Rachel and her team put together an impressive event -- representatives from many of NYC's burgeoning tech co. community, genuinely excellent food, composting, biodegradable tableware. What struck me first was how NYC's tech sector has matured from the clubby Silicon Alley of digital media to a dense ecosystem of startups and mature companies. Most of the businesses who presented, as sponsors, existed to help other companies, rather than as standalone media properties. To me this is further evidence of a maturing culture of internet businesses.

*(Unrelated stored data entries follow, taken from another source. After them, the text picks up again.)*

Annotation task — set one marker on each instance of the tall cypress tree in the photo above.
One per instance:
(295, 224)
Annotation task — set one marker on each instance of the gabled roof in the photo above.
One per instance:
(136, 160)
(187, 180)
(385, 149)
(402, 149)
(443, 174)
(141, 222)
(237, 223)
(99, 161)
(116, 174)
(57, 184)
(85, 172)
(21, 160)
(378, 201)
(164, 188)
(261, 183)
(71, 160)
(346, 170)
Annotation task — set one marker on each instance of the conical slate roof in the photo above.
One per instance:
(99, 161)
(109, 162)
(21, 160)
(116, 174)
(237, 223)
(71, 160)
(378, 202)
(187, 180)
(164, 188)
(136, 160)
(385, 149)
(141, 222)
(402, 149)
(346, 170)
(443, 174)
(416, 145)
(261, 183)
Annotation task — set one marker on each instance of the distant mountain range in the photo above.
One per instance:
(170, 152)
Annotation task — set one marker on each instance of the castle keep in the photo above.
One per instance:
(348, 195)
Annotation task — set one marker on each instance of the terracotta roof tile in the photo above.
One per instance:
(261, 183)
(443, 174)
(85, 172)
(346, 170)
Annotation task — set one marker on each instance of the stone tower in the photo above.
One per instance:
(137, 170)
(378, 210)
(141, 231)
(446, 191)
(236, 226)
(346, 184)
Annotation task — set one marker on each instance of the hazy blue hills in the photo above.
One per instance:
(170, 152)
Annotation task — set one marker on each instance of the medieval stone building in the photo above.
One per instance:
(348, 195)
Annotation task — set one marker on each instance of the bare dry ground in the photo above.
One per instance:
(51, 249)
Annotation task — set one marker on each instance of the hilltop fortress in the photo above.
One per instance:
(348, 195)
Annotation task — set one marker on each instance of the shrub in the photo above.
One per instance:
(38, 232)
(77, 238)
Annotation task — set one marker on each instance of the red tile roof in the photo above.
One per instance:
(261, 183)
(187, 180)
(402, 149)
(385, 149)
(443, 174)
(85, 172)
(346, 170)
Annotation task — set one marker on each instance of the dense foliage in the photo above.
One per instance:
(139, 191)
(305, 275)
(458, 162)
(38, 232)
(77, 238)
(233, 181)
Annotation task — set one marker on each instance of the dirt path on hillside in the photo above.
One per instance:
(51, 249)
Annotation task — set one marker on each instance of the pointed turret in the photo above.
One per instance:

I joined up with two sharp developers, Andrew (@andrewxhill) and Olex (@tholex) to develop Olex's idea. Olex is half my age. The concept: a mobile (web-based) platform to discuss building lots in NYC. Not obviously green, but we reasoned that a first step to making our city more efficient is enabling lot-specific information exchange. The idea (inspired by Candy Chang's initiative in New Orleans, I wish this were) is that if you come upon an underused building site, a derelict structure, a neglected lot, you take a picture and post a comment or question. We used twitter to record the comments (my twitter stream echoes on facebook, so my facebook friends probably wondered what all those weird (test) postings were about). If sites start to get a lot of chatter, perhaps building owners, city planners, or neighbors will take notice, and the forces of improvement will coalesce. We called it Reinvent Lots. You can find our rough version here.
I have always loved open discussion systems like this. The challenge is always sparseness -- the field is so huge (in this case every building lot in the city) that comments are too dispersed to reach critical mass. But this kind of system would be useful. I often follow discussions about particular building sites on Curbed. How great would it be to have one place to track all articles and posts about sites, indexed with a map?
It seemed to be going quickly, but with a couple of hours left, Olex and Andrew hit some technical snags, and we were not quite ready when presentation time came. The primary lesson I learned at my first hackathon is to make a PPT illustrating the idea, and keep the app simple, although for me the thrill is actually building something in such a short amount of time.